The UK Financial Services Authority has proposed a draft Code of Practice to enhance the relationship between the outside independent auditor of a firm’s financial statements and the regulator of the firm. The Code is composed of principles focusing on open and regular dialogue, confidentiality, and the fulfillment of statutory duties. In a preamble, the Code sets forth the basic tenet that the external auditor has an important role to play in the regulatory framework, which requires a constructive relationship between the FSA and the auditor so that they can both provide effective input to the regulatory process.
It is important, therefore, that the terms and scope of this relationship are clearly defined and understood by both parties. While the high level goal of the Code is to contribute to quality audits by promoting an effective relationship between the auditor and the FSA, this does not detract from the auditor’s independent role in forming judgments and opinions on the firm’s financial statements for the benefit of investors and other users of the financial statements.

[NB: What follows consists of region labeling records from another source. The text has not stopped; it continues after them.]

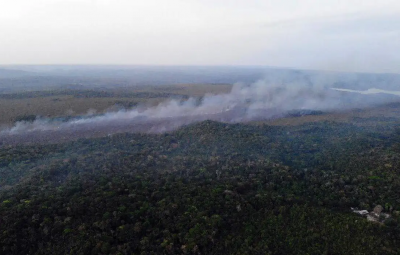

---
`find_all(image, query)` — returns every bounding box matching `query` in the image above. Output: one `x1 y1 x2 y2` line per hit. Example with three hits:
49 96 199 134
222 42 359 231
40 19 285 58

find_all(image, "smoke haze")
0 76 400 144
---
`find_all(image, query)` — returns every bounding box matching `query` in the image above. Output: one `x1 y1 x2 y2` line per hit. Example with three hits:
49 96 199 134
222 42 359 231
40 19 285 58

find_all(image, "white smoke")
0 79 400 143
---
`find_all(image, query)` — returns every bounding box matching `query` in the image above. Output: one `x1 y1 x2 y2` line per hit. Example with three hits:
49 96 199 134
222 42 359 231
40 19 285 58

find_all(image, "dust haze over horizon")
0 0 400 73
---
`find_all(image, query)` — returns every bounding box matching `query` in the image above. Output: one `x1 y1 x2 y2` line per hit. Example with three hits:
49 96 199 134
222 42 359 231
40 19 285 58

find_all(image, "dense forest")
0 118 400 254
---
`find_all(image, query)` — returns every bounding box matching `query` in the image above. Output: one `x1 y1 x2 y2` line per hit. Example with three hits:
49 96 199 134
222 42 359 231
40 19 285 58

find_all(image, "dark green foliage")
0 121 400 254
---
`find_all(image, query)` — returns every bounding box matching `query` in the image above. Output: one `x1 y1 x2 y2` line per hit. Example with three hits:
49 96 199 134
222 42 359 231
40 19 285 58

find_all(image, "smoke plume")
0 79 400 144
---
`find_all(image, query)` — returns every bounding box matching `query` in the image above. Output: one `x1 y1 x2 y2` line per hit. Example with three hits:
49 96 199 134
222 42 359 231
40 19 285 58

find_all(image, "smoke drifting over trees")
0 75 398 144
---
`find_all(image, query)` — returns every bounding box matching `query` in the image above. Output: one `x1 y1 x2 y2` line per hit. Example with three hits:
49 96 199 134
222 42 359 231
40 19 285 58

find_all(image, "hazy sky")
0 0 400 73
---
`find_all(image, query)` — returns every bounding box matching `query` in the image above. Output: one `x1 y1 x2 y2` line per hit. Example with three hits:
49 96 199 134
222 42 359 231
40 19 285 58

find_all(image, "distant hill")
0 68 34 78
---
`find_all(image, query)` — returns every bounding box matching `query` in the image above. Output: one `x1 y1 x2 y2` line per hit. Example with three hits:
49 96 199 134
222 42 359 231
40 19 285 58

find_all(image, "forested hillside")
0 118 400 254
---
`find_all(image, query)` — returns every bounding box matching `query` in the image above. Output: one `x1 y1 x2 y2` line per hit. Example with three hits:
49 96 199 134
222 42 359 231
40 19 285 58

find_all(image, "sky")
0 0 400 73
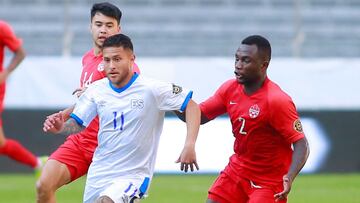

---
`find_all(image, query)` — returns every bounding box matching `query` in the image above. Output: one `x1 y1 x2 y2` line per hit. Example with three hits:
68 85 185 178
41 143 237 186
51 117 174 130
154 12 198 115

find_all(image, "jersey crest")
173 84 182 94
249 104 260 118
97 62 104 72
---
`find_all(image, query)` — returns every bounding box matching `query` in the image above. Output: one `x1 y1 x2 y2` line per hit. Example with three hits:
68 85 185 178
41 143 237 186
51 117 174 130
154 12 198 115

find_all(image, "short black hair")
90 2 122 25
102 34 134 51
241 35 271 61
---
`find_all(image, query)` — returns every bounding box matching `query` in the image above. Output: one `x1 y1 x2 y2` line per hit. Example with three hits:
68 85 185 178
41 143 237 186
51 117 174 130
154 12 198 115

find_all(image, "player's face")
234 44 265 85
103 47 135 88
90 12 120 48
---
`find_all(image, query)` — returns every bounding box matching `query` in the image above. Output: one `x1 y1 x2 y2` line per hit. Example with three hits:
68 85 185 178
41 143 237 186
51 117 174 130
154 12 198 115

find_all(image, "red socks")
0 139 38 168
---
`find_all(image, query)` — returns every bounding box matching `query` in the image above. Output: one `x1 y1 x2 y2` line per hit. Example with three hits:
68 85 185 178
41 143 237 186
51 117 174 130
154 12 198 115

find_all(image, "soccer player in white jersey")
44 34 200 203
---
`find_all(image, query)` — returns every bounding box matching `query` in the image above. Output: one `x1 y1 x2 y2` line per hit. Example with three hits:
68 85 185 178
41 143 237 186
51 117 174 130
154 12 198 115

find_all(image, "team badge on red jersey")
98 62 104 72
294 119 303 133
249 104 260 118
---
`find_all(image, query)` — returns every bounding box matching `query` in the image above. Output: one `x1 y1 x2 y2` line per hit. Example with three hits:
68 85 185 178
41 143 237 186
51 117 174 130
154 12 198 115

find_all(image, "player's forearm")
185 100 201 147
6 47 25 73
59 118 85 136
287 137 310 180
62 105 75 121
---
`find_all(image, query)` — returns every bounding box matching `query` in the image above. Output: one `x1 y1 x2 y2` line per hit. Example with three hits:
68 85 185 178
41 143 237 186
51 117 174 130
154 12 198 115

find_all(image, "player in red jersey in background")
36 2 139 203
200 35 309 203
0 21 41 169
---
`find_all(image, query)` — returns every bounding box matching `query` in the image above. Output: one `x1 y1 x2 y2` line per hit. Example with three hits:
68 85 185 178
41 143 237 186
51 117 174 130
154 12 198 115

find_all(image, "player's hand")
274 175 292 202
72 87 87 98
43 111 64 134
176 146 199 173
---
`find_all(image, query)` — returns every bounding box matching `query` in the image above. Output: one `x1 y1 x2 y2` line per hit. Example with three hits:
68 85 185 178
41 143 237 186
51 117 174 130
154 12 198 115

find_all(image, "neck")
112 72 134 88
244 76 266 95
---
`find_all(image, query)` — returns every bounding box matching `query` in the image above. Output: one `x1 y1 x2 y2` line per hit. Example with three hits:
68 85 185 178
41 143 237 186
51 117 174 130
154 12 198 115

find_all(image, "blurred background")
0 0 360 173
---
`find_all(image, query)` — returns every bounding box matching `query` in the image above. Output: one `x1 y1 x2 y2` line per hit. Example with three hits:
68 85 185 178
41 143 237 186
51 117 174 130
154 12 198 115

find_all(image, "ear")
261 61 269 71
118 25 121 33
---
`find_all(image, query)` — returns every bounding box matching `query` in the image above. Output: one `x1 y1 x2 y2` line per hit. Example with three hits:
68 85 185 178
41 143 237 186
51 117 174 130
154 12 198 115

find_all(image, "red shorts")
208 172 287 203
49 135 96 181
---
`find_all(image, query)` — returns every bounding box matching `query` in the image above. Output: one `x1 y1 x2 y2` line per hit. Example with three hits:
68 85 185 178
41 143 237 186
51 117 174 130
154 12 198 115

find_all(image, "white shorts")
84 178 150 203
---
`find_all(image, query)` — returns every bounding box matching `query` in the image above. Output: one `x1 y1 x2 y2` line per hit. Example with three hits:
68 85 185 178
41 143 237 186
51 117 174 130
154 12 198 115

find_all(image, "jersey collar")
109 73 139 93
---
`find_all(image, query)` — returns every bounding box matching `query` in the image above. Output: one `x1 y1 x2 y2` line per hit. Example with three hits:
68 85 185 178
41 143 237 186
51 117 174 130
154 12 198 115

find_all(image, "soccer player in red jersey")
0 21 41 169
200 35 309 203
36 2 139 203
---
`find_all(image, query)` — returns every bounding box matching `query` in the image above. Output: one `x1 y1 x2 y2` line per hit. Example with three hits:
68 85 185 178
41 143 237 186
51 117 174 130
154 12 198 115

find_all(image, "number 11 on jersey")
113 111 125 131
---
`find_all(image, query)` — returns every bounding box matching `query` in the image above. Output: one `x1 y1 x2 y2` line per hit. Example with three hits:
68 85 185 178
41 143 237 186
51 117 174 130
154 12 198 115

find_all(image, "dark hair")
241 35 271 61
91 2 122 24
102 34 134 51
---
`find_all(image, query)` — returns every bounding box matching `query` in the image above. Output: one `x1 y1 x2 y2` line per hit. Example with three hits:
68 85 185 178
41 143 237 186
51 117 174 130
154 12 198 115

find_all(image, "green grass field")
0 174 360 203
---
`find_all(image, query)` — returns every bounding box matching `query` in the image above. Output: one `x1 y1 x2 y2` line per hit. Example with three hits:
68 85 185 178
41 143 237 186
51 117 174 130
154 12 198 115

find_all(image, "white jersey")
71 74 192 201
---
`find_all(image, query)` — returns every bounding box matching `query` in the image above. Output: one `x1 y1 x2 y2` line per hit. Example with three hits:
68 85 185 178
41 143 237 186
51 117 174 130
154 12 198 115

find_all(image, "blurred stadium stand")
0 0 360 173
0 0 360 57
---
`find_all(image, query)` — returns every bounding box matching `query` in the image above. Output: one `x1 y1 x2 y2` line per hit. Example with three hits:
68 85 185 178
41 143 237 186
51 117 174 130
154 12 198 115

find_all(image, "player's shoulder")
82 48 94 61
217 79 242 94
220 78 240 88
266 79 292 105
0 20 13 35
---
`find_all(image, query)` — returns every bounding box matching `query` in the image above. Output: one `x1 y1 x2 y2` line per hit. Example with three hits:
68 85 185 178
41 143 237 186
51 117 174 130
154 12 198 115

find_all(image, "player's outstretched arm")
176 100 201 172
43 111 85 135
173 111 210 125
0 47 26 83
274 137 310 201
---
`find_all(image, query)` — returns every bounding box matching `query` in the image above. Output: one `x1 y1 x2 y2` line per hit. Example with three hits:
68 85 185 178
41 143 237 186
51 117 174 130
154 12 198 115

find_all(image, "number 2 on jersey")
239 117 247 135
113 111 125 131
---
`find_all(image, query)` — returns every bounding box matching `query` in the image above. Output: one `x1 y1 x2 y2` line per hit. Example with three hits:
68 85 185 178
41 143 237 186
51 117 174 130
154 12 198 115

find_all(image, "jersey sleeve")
133 63 140 74
153 82 193 112
200 82 228 120
269 95 305 143
70 86 97 127
0 23 22 52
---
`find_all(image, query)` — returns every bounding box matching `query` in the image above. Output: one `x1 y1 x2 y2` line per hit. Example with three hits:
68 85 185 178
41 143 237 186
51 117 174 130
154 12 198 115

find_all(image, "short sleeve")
70 86 97 127
0 22 22 52
269 95 305 143
152 82 193 112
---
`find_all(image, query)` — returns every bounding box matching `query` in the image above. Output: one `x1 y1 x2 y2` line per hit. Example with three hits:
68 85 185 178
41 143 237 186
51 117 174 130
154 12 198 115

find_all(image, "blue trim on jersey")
70 113 84 126
180 91 193 112
109 73 139 93
139 177 150 197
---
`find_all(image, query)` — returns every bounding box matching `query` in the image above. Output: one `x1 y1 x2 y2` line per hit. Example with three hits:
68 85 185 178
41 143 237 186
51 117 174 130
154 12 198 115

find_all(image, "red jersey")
68 49 140 152
200 78 304 186
0 20 22 71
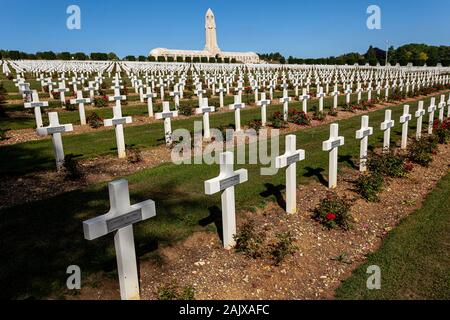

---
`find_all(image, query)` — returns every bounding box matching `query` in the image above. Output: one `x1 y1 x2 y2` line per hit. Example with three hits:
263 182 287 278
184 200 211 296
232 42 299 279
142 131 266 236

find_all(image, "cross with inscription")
103 88 133 159
169 84 181 110
24 90 48 128
316 87 326 112
381 110 395 152
438 94 445 123
155 101 178 146
280 90 292 121
70 90 91 126
415 101 425 140
84 81 95 104
229 95 245 132
256 92 270 127
356 116 373 172
299 88 311 113
83 180 156 300
275 135 305 214
428 97 436 135
216 81 226 108
205 152 248 250
144 86 156 118
345 84 352 105
37 112 73 171
400 105 412 150
331 84 339 110
195 98 215 140
53 82 69 106
322 123 345 189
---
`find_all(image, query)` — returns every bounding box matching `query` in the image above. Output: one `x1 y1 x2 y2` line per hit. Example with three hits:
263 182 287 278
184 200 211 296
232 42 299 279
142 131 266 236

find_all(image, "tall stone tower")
205 9 220 55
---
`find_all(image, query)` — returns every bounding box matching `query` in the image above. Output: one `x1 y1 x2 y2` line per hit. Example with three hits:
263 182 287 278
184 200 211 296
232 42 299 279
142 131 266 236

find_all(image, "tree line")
259 44 450 67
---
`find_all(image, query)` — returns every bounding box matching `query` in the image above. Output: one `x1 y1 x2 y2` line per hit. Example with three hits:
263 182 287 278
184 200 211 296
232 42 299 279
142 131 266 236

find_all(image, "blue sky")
0 0 450 58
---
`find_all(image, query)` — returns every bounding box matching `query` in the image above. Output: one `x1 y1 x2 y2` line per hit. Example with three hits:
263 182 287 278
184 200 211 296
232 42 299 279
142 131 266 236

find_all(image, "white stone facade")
150 9 259 63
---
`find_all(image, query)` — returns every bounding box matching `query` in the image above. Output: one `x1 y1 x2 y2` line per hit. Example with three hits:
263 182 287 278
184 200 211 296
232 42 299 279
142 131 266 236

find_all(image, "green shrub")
433 119 450 144
126 146 142 164
271 232 298 266
156 281 195 301
247 120 262 132
0 83 7 115
0 128 10 141
367 151 408 178
178 105 194 117
270 111 288 129
64 154 84 181
94 96 108 108
86 112 103 129
408 136 438 167
313 193 353 230
234 221 265 259
288 110 311 126
355 173 384 202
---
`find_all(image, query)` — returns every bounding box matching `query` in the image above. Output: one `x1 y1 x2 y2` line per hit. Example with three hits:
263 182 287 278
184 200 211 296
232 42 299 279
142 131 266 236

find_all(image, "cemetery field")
0 94 446 179
336 174 450 300
0 91 448 208
0 89 448 298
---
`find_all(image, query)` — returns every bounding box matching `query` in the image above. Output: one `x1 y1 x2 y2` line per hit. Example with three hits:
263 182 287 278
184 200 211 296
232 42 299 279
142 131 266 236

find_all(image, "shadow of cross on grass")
198 206 223 243
260 183 286 210
303 167 328 187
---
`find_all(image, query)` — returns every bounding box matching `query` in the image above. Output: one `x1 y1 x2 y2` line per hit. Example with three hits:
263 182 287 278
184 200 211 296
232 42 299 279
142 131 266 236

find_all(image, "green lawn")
336 174 450 300
0 90 442 174
0 92 446 298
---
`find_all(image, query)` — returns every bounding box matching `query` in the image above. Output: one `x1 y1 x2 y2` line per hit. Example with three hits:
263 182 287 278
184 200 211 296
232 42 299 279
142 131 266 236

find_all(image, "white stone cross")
415 101 425 140
331 84 339 110
144 86 156 118
316 87 326 112
70 90 91 126
37 112 73 171
83 180 156 300
356 82 363 104
195 98 215 140
195 83 206 103
205 152 248 250
428 97 436 135
24 90 48 128
69 77 81 93
400 105 412 150
45 77 56 99
299 88 311 114
53 82 69 106
103 89 133 159
135 80 145 103
438 94 445 123
256 92 270 127
356 116 373 172
345 84 352 104
216 81 226 108
322 123 345 189
155 101 178 145
84 81 95 103
280 90 292 121
447 94 450 118
268 80 276 100
229 95 245 132
169 84 181 110
381 110 395 152
275 135 305 214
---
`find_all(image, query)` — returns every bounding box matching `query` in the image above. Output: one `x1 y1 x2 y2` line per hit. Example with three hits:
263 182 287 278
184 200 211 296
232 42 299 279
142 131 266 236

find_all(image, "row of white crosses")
104 82 133 158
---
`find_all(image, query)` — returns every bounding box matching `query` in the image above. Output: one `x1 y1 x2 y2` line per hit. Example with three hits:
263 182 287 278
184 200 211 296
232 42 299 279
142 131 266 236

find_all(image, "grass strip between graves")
336 174 450 300
0 91 446 175
0 91 446 298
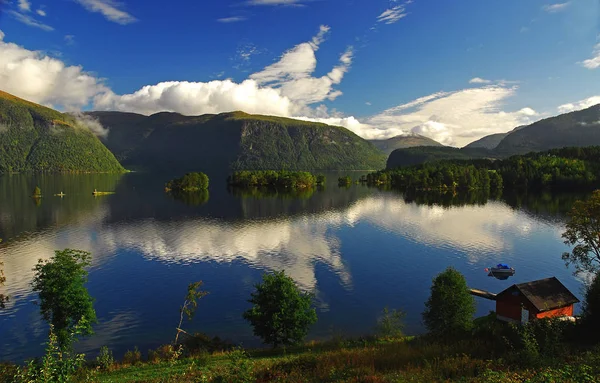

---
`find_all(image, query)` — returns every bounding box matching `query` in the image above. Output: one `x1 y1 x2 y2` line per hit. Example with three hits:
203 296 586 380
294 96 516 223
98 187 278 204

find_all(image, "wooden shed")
494 277 579 323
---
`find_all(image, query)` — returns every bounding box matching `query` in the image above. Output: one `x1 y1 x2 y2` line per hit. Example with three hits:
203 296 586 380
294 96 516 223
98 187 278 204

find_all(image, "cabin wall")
536 305 574 319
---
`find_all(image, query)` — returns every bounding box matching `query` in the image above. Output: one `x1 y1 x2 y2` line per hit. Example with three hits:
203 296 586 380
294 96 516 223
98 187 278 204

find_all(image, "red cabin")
495 277 579 323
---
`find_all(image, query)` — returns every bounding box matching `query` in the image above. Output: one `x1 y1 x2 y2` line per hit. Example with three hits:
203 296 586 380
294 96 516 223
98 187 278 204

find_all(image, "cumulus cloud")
245 0 306 6
362 85 537 146
17 0 31 12
217 16 248 24
8 10 54 32
542 1 571 13
377 5 407 24
71 112 109 138
250 25 353 104
94 80 293 116
580 43 600 69
75 0 137 25
469 77 491 84
0 32 107 110
558 96 600 113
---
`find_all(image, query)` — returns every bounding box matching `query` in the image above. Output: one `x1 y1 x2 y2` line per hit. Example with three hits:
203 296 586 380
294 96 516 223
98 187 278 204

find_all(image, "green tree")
423 267 475 337
562 190 600 273
32 249 96 348
376 307 406 338
175 281 208 344
244 271 317 348
582 273 600 337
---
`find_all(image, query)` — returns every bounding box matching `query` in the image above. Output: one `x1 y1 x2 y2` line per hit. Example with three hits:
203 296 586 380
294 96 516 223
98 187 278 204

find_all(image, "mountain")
88 112 385 171
386 146 496 169
465 133 509 149
0 91 125 173
495 104 600 155
387 104 600 168
369 134 444 155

The Code provides that there should be an open and constructive dialogue between the auditor and the regulator through formal meetings and informal channels such as telephone calls. In terms of formal meetings, there should be a bilateral meeting once a year between the auditor and the regulator. There should be an annual trilateral meeting for high impact firms attended ideally by the lead audit partner, the regulatory team leader, and the chair of the firm’s audit committee. Additional bilateral meetings between the regulator and auditor of very high impact firms will be needed around the time the annual report is planned and concluded.
Another principle is that auditors and regulators must share all information relevant to carrying out their respective statutory duties in a timely fashion. The overriding consideration here should be to disclose information that the lead audit partner judges to be of aid to the FSA in performing its functions, and such information should be timely disclosed by the auditor directly to the FSA. The auditor should not rely on the audited firm to notify the FSA.
Conversely, the FSA should disclose information to auditors relevant to the fulfillment of their statutory duties. Subject to restrictions, the presumption should be that the FSA will want to share any information likely to contribute to higher quality audits. The Code provides for the confidential treatment of shared information between the FSA and the auditor, as well as information received from the regulated firm.